In most cases, your credit score only comes into play when a borrower applies for a credit card or a loan.
For example, if you apply for a car loan, the lender (or issuer) will generally make a hard inquiry on your credit history. This hard credit inquiry goes out to the three major credit bureaus (Equifax, Experian, and Transunion).
It provides the lender with information about your credit history, such as how much debt you have and what your payment history looks like on that debt. They will also see if you have good credit or bad credit, as determined by your FICO score and the other information that they glean from your credit profile. In the end, the lender decides how much money you’re qualified to borrow.
Generally speaking, if you have good credit, you’ll be able to borrow more money at a lower interest rate. From the standpoint of financial institutions, individuals with higher credit scores are at lower risk, which means they are more likely to pay the loan back on time.
Keep in mind that hard credit inquiries do have a temporary, negative impact on your credit score. If you’re thinking about applying for a mortgage in the next six months, you should probably hold off making any new credit inquiries.
Does Opening A Savings Account Affect Your Credit FAQs
Next, let’s answer some questions that we keep hearing from our readers.
Does having a savings account improve your credit?
Not directly. It’s all about what you do with the savings account. If you make smart financial decisions, save up a lot of money, and avoid debt, then that’s how your savings account can indirectly improve your credit. On the other hand, if you have $200 saved, this probably won’t impact your credit.
Do checking and savings accounts affect credit scores?
Yes and no. It helps to have both checking accounts and savings accounts in your financial tool belt. The more money you have saved up in those accounts, and the less debt you have elsewhere, the better chances you’ll have of achieving a favorable credit score.
On the flip side, if you frequently spend more than you earn, you’re more likely to experience overdraft fees, which can, over time, negatively impact your credit score by the financial institution reporting your account to Chexsystems.

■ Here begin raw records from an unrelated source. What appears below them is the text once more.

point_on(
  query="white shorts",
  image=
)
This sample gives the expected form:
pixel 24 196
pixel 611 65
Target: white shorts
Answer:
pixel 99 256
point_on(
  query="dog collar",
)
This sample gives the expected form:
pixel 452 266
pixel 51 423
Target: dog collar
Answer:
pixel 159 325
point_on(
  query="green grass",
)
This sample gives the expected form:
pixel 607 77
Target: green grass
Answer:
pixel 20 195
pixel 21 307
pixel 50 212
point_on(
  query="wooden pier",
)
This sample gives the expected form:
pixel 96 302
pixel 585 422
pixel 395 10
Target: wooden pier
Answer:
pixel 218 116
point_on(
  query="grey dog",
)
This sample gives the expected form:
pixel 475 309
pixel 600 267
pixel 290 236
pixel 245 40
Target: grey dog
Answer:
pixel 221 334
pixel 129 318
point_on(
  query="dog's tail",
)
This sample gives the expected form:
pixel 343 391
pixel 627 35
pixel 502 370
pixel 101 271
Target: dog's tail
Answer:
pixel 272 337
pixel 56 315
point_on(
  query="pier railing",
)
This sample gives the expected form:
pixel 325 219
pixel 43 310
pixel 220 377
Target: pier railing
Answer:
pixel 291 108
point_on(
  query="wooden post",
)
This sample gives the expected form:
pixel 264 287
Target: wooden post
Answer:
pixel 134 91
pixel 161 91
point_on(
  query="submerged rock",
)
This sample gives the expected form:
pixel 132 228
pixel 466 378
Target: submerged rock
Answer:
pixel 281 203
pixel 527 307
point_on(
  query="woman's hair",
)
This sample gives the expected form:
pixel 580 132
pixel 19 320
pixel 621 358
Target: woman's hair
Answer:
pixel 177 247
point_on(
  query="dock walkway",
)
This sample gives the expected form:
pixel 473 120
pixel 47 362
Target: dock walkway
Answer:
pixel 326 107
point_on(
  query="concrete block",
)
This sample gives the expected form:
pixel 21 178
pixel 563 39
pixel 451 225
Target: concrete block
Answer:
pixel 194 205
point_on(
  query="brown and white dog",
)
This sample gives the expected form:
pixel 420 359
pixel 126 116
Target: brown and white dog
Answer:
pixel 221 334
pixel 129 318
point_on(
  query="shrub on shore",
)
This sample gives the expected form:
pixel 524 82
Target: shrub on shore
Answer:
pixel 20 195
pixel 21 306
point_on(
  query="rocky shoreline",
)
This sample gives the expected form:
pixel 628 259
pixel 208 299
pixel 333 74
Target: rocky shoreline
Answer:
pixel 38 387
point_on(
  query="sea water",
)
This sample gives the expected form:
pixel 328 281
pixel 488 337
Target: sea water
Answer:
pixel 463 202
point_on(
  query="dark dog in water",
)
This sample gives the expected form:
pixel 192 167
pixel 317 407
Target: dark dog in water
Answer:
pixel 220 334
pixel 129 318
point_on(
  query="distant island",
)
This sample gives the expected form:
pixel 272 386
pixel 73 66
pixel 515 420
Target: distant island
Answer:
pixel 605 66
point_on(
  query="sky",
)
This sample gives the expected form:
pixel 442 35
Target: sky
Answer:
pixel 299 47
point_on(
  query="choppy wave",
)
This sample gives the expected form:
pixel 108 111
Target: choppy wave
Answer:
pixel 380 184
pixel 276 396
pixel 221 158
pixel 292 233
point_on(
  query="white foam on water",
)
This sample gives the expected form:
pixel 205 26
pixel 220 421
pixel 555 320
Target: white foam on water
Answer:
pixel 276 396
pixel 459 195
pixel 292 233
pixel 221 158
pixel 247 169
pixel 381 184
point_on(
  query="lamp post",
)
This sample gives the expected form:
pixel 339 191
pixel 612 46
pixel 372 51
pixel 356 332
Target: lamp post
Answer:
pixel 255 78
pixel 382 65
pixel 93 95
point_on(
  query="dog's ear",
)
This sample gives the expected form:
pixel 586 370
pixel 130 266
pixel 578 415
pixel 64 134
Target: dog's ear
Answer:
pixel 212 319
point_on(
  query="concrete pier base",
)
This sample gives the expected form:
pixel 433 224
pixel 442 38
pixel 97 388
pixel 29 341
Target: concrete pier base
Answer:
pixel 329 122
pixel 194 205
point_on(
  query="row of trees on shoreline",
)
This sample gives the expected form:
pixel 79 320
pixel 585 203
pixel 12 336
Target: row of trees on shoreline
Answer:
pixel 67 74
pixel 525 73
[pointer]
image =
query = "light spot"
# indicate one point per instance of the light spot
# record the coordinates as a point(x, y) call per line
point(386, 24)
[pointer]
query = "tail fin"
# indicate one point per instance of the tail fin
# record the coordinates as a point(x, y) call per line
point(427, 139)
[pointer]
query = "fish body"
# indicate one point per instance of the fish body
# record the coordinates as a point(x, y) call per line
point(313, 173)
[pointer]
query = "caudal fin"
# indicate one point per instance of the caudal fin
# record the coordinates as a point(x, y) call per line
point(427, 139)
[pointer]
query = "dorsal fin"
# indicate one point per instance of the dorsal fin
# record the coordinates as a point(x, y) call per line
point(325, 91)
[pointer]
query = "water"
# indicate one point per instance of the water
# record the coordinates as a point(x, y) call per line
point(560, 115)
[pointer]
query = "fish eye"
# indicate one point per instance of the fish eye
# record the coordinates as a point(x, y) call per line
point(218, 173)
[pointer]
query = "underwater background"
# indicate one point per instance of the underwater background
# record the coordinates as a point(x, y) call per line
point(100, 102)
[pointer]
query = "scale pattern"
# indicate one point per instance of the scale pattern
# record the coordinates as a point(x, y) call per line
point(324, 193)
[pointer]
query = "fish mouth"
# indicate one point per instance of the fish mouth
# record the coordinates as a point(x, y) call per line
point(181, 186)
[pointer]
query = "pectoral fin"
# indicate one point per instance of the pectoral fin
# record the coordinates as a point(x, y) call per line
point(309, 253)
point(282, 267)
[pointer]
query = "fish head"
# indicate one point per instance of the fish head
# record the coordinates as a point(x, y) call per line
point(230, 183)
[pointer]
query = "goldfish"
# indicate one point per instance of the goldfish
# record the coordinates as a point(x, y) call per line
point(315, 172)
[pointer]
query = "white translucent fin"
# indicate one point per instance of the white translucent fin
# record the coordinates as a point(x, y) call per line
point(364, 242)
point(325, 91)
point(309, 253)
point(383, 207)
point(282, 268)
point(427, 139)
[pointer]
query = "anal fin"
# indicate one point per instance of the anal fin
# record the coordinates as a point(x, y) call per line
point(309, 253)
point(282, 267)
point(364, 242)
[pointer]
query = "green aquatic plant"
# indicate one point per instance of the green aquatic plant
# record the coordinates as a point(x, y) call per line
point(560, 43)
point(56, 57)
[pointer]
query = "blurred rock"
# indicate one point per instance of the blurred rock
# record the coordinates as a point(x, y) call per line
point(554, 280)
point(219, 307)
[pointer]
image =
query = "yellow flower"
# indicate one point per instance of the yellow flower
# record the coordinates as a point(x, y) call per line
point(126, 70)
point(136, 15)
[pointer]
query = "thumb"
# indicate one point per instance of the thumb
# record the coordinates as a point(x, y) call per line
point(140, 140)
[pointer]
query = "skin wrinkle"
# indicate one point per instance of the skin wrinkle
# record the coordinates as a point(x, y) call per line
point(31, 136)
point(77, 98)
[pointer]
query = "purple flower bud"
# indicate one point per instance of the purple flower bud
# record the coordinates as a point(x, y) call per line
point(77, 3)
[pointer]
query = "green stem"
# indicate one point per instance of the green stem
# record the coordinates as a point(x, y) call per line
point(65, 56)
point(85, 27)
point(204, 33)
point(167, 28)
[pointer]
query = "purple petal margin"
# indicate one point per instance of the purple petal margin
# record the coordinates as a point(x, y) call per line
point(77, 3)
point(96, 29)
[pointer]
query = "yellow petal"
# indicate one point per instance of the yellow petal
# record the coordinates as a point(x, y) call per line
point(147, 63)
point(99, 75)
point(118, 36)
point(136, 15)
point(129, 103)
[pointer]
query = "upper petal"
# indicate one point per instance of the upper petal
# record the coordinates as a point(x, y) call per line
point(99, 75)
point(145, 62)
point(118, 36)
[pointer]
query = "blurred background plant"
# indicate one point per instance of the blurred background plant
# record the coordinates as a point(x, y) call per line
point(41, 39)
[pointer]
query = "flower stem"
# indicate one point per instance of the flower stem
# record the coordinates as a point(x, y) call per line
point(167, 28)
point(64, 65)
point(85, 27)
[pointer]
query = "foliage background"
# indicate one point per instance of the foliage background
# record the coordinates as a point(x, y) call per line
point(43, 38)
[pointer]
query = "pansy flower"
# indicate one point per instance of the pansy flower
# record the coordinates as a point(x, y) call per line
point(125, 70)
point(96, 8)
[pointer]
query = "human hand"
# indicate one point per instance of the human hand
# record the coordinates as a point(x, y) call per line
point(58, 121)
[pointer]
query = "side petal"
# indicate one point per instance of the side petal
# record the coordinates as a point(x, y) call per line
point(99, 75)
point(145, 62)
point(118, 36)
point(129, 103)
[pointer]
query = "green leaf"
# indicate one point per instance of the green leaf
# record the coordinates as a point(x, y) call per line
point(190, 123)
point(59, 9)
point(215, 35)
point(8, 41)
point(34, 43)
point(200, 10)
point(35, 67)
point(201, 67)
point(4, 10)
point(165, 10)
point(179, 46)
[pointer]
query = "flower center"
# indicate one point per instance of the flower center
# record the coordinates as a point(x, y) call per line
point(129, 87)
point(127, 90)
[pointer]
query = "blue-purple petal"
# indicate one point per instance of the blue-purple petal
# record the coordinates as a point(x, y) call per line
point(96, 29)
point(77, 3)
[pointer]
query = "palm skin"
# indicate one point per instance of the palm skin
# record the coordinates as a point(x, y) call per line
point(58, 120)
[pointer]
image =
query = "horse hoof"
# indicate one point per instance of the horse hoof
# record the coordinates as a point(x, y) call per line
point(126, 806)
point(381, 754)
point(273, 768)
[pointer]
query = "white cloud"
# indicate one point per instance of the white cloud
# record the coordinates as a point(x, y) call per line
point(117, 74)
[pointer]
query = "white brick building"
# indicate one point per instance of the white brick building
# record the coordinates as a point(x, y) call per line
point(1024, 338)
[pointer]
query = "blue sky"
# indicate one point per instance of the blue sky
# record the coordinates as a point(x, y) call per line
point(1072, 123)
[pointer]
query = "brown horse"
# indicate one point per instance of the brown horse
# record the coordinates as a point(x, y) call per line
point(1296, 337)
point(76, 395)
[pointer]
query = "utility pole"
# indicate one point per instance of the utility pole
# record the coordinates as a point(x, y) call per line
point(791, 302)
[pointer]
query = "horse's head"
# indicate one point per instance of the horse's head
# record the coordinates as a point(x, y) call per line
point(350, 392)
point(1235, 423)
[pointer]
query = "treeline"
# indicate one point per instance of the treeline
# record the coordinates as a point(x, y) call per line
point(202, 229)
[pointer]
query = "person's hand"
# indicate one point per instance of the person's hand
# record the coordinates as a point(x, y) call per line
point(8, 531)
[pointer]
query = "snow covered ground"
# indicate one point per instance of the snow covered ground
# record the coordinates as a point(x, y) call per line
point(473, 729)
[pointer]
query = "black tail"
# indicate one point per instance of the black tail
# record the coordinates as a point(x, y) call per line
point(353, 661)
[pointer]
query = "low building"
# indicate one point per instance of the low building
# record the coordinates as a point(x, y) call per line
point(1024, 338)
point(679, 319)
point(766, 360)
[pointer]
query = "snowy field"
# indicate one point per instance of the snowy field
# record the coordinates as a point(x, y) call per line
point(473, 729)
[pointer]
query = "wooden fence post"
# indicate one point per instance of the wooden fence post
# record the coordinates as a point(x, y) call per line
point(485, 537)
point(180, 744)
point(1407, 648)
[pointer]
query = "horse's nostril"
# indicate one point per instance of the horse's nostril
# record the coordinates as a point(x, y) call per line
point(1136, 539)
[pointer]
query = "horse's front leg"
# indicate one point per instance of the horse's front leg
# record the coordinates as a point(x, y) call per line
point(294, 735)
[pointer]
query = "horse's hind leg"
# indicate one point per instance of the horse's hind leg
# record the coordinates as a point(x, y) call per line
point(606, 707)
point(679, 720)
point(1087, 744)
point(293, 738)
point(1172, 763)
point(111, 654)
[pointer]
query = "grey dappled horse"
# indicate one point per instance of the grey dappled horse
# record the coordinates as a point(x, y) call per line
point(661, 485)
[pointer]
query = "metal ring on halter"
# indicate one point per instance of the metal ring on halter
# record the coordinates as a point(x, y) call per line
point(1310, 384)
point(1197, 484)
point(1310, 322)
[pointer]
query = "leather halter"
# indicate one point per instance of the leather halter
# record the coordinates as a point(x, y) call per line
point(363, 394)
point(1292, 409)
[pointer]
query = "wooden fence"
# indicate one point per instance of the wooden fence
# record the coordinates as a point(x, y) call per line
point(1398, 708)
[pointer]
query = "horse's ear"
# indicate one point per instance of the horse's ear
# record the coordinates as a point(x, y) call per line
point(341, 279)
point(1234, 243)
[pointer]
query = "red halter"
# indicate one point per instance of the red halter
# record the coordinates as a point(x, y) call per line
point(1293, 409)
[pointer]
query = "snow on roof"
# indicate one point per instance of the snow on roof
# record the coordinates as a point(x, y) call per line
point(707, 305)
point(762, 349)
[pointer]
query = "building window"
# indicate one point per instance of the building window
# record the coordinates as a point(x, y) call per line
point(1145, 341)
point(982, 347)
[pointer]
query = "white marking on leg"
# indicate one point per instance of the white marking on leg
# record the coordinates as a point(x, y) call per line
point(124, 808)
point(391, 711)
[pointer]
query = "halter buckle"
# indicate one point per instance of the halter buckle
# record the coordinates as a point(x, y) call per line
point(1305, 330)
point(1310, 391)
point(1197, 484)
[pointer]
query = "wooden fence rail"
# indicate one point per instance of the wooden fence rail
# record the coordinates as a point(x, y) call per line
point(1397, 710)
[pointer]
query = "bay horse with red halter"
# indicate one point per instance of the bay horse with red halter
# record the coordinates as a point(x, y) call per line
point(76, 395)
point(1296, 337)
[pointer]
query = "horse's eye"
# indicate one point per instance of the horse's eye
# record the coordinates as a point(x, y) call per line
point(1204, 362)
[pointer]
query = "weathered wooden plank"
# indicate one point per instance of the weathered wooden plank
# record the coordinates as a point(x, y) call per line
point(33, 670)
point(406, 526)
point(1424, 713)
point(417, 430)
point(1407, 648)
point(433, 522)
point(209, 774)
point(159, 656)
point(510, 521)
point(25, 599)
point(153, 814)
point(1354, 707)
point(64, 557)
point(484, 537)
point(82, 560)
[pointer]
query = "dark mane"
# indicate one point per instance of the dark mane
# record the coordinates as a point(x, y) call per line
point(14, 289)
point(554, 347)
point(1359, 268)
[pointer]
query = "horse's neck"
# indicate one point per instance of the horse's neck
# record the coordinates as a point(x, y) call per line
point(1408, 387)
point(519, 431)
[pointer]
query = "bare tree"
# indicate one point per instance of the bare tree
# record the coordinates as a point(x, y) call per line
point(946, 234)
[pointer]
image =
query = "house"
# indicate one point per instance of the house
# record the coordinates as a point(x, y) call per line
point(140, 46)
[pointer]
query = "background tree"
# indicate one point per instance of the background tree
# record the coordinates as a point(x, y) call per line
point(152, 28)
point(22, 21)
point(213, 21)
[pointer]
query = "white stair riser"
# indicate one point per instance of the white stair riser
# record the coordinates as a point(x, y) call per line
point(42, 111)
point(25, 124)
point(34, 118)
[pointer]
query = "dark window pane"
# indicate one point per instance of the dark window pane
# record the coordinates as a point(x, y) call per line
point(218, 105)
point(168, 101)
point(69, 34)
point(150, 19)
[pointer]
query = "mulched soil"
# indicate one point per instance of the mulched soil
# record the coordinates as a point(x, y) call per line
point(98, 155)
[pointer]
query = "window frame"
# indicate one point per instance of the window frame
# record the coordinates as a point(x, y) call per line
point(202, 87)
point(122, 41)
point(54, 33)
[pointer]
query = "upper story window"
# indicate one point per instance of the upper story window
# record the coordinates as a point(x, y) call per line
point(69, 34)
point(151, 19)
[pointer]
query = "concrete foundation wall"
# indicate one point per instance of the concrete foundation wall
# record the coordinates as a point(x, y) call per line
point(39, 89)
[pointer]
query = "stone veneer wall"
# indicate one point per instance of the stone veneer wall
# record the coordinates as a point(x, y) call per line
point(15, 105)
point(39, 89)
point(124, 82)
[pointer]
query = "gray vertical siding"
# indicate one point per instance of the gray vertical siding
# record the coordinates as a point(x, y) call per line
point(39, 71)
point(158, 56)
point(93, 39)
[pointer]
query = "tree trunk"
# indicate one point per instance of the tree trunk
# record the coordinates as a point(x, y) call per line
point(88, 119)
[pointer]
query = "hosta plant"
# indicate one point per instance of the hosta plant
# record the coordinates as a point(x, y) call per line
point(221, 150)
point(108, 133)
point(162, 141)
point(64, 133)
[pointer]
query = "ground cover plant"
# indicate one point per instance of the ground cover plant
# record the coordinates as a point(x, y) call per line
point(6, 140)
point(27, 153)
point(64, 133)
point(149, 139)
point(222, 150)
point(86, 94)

Does having multiple savings accounts hurt your credit?
No. Having multiple savings accounts won’t hurt your credit. The only time that a savings account could negatively impact your credit score is if you somehow achieve a negative balance for an extended period (as described in the reader’s story above).
There are other types of accounts that hurt your credit if you have too many of them, so if you’re asking this question, this is probably something you’ll want to be mindful of.
For example, if you take out several personal loans, multiple loans from your credit union, or if you apply for several new credit cards in a short period, your FICO score is most likely going to suffer.
Having a Savings Account Can’t Hurt
Savings accounts are important to have, but in themselves, they don’t have a major impact on the credit scoring models that the major credit bureaus use.
Your savings account is more like a vehicle you can use to achieve a better credit score, but only if you choose to drive down the path of financial responsibility.